The FCC has released a preliminary interactive mobile broadband map based on data provided by the nation’s four largest mobile carriers. The map is based on new parameters that were designed to overcome problems with previous carrier-submitted data — and as the commission explains in a press release, the preliminary map “serves as a public test of the standardized criteria developed to facilitate improved mapping.”
The need for better mobile broadband availability data came to light in 2019 when the FCC conducted drive testing to attempt to confirm the accuracy of data provided by the carriers. That drive testing found serious flaws in the data and drove the commission to delay plans for revamping a Universal Service Fund program that covers some of the costs of providing wireless service in high-cost rural areas.
In October, the FCC adopted rules for a new $9 billion 5G Fund for Rural America mobility fund that will replace the current mobility fund. At that time, the commission said that the program will not get underway until 2023 when it expected to have accurate mobile broadband availability data from all carriers.
As today’s press release explains, the preliminary map shows 4G LTE broadband data and voice mobile coverage as of May 15, 2021, for the four largest carriers. Since T-Mobile acquired Sprint, the four largest mobile carriers now are AT&T, T-Mobile, Verizon and U.S. Cellular.
“This data was voluntarily submitted by these carriers outside of the FCC’s normal schedule for intake of data through the FCC Form 477,” the press release explains.
Clicking on the map reveals the propagation parameters used in determining each carrier’s coverage area.

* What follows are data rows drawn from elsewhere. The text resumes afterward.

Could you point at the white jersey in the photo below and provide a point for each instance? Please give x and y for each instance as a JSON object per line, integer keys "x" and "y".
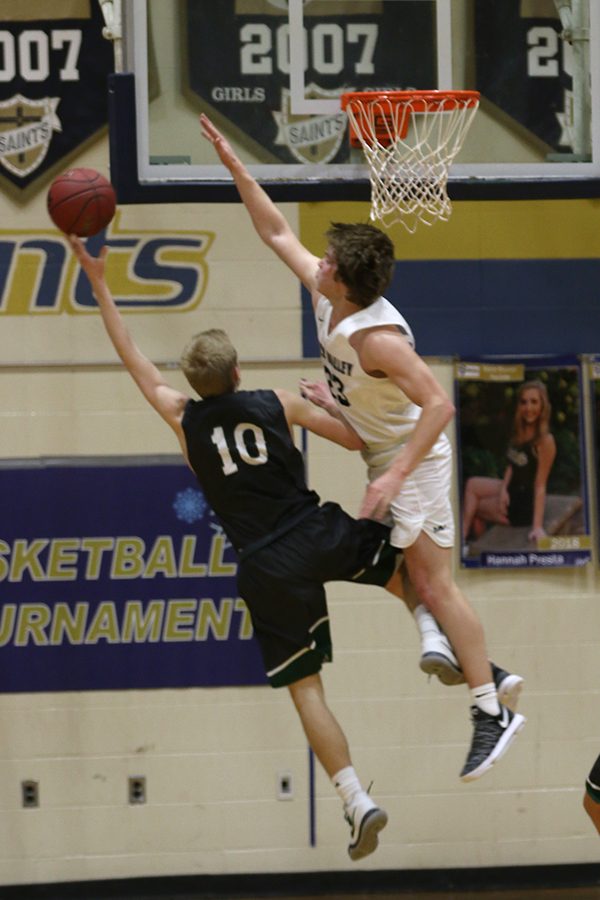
{"x": 376, "y": 408}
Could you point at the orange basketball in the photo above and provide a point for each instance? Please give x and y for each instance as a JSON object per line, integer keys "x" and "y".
{"x": 81, "y": 201}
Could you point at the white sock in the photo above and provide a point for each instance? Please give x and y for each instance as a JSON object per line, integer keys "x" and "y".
{"x": 347, "y": 785}
{"x": 485, "y": 696}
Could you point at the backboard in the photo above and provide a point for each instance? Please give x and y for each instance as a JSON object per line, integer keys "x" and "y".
{"x": 270, "y": 74}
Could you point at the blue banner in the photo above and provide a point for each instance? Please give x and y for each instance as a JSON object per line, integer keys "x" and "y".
{"x": 522, "y": 463}
{"x": 117, "y": 576}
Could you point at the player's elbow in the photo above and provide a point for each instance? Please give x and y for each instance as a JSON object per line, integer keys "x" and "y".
{"x": 447, "y": 409}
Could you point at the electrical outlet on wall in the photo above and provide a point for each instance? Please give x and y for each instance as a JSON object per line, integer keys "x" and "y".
{"x": 285, "y": 786}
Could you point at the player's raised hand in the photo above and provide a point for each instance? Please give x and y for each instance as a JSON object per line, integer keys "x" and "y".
{"x": 219, "y": 142}
{"x": 93, "y": 266}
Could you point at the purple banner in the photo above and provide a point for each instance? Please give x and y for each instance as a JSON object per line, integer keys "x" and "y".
{"x": 117, "y": 576}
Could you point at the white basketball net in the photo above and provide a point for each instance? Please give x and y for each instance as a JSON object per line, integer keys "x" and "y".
{"x": 409, "y": 147}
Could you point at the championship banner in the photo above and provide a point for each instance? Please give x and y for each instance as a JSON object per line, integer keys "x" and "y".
{"x": 522, "y": 463}
{"x": 54, "y": 64}
{"x": 524, "y": 67}
{"x": 238, "y": 66}
{"x": 117, "y": 576}
{"x": 595, "y": 401}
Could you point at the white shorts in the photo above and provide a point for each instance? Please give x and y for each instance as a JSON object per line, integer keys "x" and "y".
{"x": 423, "y": 504}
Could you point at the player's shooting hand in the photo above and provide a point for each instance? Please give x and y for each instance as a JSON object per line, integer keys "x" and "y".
{"x": 93, "y": 266}
{"x": 219, "y": 142}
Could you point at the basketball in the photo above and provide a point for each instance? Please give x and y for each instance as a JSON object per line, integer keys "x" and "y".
{"x": 81, "y": 201}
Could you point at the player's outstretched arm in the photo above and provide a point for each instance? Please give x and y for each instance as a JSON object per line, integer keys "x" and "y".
{"x": 167, "y": 401}
{"x": 270, "y": 224}
{"x": 299, "y": 411}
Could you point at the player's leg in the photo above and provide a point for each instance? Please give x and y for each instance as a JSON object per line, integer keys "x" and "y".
{"x": 494, "y": 726}
{"x": 328, "y": 741}
{"x": 591, "y": 798}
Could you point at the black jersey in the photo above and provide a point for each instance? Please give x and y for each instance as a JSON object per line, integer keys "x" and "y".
{"x": 252, "y": 475}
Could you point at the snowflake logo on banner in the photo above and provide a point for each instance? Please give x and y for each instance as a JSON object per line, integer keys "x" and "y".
{"x": 190, "y": 505}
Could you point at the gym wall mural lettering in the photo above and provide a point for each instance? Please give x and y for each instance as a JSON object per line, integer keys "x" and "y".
{"x": 159, "y": 270}
{"x": 116, "y": 575}
{"x": 521, "y": 453}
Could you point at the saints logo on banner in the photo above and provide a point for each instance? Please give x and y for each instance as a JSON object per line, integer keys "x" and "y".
{"x": 54, "y": 64}
{"x": 238, "y": 65}
{"x": 522, "y": 472}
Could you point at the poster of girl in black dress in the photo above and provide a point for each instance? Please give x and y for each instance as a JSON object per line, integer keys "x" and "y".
{"x": 521, "y": 463}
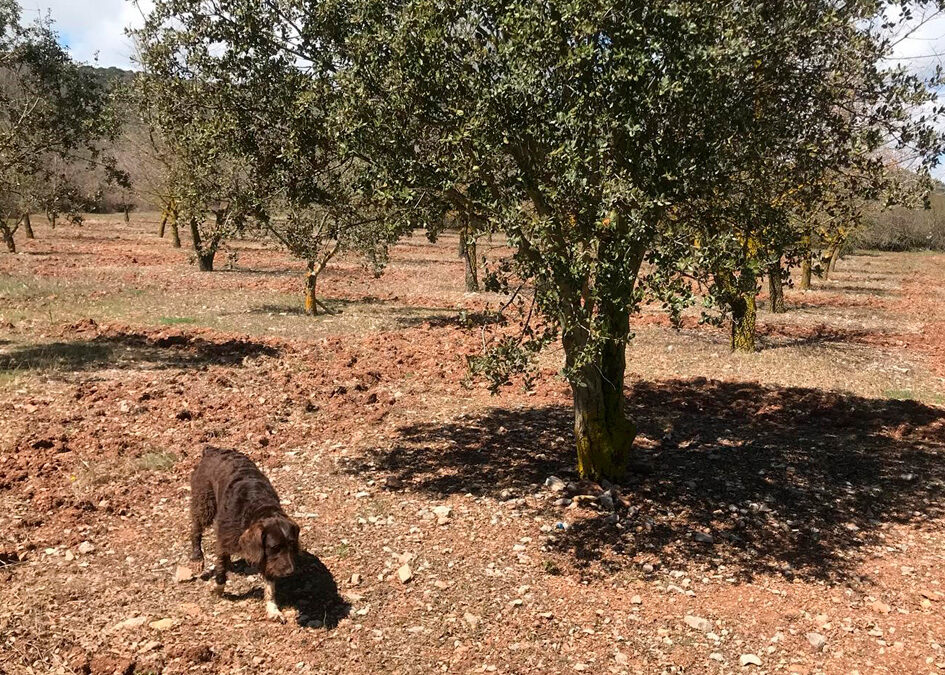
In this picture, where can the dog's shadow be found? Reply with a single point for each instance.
(311, 590)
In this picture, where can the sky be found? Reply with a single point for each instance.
(95, 30)
(92, 28)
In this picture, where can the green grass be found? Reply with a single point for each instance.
(900, 394)
(156, 461)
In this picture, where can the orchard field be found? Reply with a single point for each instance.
(790, 519)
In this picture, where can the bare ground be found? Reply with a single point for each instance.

These are:
- Voice: 90% cell edge probability, 50% cell loading factor, maximum resolution of 100 meters.
- Data: 5/1 Mbps, 90% cell edge probability, 50% cell loading factor, maximum resolution of 100 meters.
Other mobile carriers are invited to contact the FCC Broadband Data Task Force if they are interested in also making voluntary data submissions.
The commission is also seeking comment on technical details involving the challenge and verification processes for the mobile maps. Once the challenge process has been finalized, interested parties will be able to “provide input informed by real-world experience to help improve the accuracy of the agency’s maps,” the FCC said.
The FCC also took the opportunity to provide an update on the Broadband Serviceable Locations Fabric, which is designed to provide accurate location data for U.S. addresses. The commission said it has selected a vendor to assist with “critical systems development.”